Integration of Physical Features and Machine Learning: CSF-RF Framework for Optimizing Ground Point Filtering in Vegetated Regions
Sisi Zhang, Chenyao Qu, Zhimin Wu, Wei Wang

TL;DR
A new algorithm called CSF-RF improves ground point filtering in vegetated areas by combining physical simulation and machine learning, leading to more accurate elevation models.
Contribution
The novel CSF-RF framework integrates physical features and machine learning to enhance ground point filtering accuracy in complex vegetated terrains.
Findings
The CSF-RF algorithm reduces total error to 0.03% with both type I and type II errors below 0.05%.

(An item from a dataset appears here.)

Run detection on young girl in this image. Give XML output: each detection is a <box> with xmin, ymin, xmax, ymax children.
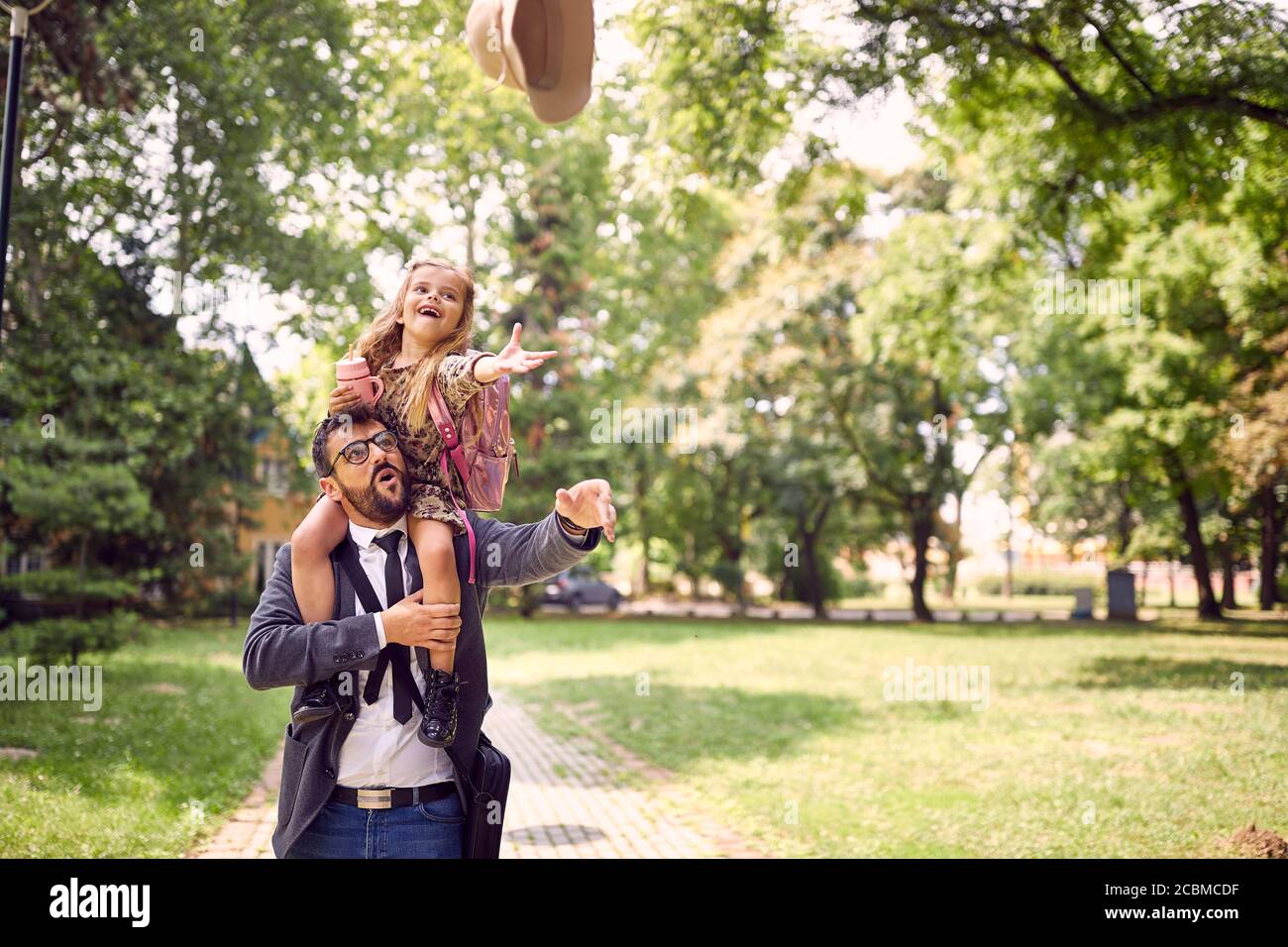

In dense vegetation areas, CSF-RF achieves a 79.6% reduction in total error compared to the CSF algorithm.
The algorithm effectively reduces vegetation interference and improves DEM accuracy in complex terrain.
Abstract
Complex terrain conditions and dense vegetation cover in a vegetation area present significant challenges for point cloud data processing and the accurate extraction of ground points. This work integrates the physical characteristics between ground and non-ground points from the traditional Cloth Simulation Filter (CSF) algorithm and the strong learning capability of the machine learning Random Forest (RF) framework, developing the CSF-RF fusion algorithm for filtering ground points in vegetated areas, which can improve the accuracy of point cloud filtering in complex terrain environments. Both type I and type II errors do not exceed 0.05%, and the total error is maintained within 0.03%. Particularly in areas with dense vegetation and severe terrain undulations, the advantages are evident: the CSF-RF algorithm achieves a total error of only 0.19%, representing a 79.6% relative reduction…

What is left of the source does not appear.